Created in the late 19th century in port cities, the evolution of both Boston Cream and Key Lime Pies were greatly influenced by the exchange of people, ideas, and goods. The initial version of these desserts are a far cry from the sweet treats that we enjoy today, but centuries of adapting and honing the baking of these delights are what make them so irresistibly delicious.
Boston Cream Pie: The first Boston Cream Pie was served at the 1856 opening of the Parker House Hotel in downtown Boston. The hotel chef at the time, M. Sanizan, is responsible for the creation of this now famous dessert.
Key Lime Pie: Local lore asserts that Key Lime Pie came from the kitchen of William Curry in the 1890’s at the hands of a Key West cook named Aunt Sally. In 2006 Key Lime Pie became the official state pie of Florida.
Boston Cream Pie: Many know the donut version of Boston Cream Pie, which from Dunkin is as close as some can get to a Boston experience. However the true Boston Cream Pie is a cake with a name of mysterious origins. A vanilla sponge and vanilla cream cake with a chocolate glaze, the Parker House still serves it with a decorative spiderweb design on top and a crust of crushed almonds. At the time of its debut, the chocolate glaze was a particularly inventive use for chocolate which was generally served in pudding or beverage form. As for the name, some may attribute it to the crust-like appearance of the almond coating, however, the name “pie” most likely comes from the early 19th century when cakes and pies were baked in the same tins.
Key Lime Pie: Despite the common belief that Key Lime Pie comes from the Florida Keys, it has recently come to light that the earliest recorded version of the recipe comes from the test kitchen of Borden Condensed Milk in New York City as a way to market their milk. The recipe was not the one we know today but called a Lemon Cream Pie. Therefore it can be argued that Key Lime Pie did not reach its true form until it was brought to Florida. Whatever your position on this hot button issue, I hope we can all agree on a good graham cracker crust.

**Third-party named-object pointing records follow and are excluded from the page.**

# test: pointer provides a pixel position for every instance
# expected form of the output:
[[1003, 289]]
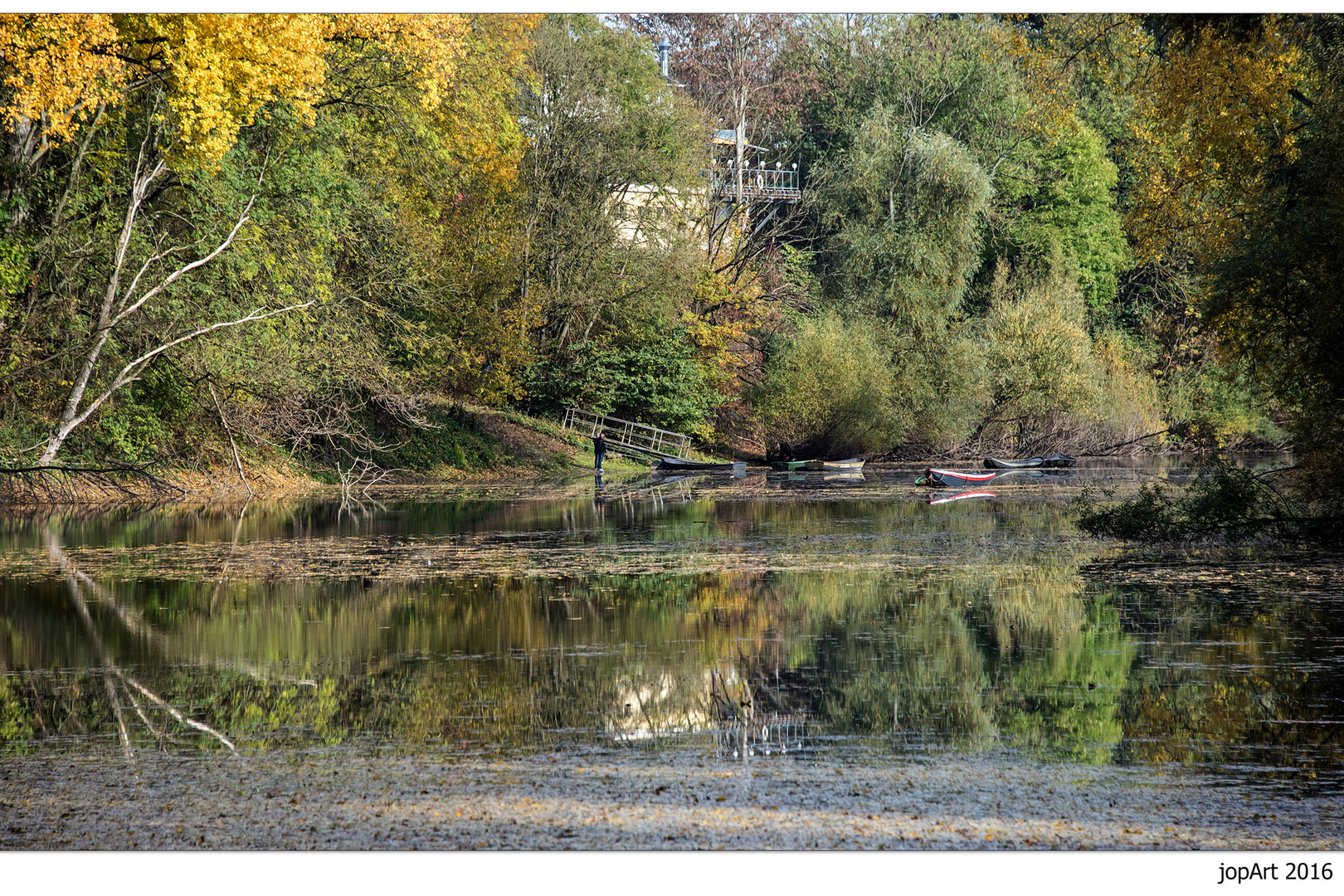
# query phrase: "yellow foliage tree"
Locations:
[[56, 71], [1213, 113]]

Boston Cream Pie: The Boston Cream Pie is now, after the advent of refrigeration, classically served cold to ensure the integrity of the cream. Since its inception, the pastry cream filling has become more commonly replaced with a vanilla custard. The cake layers have also evolved from a more dense pound cake-like consistency to a lighter sponge, but the rum brushing remains the same.
Key Lime Pie: The original recipe was a lemon cream pie, but the beloved Florida version used the citrus native to the region, giving the dessert that unmistakable tart-sweet Key lime flavor. These days, Key limes in Florida are scarce. Most of the staple citrus is grown privately due to aggressive hurricanes and a vegetal disease called citrus canker.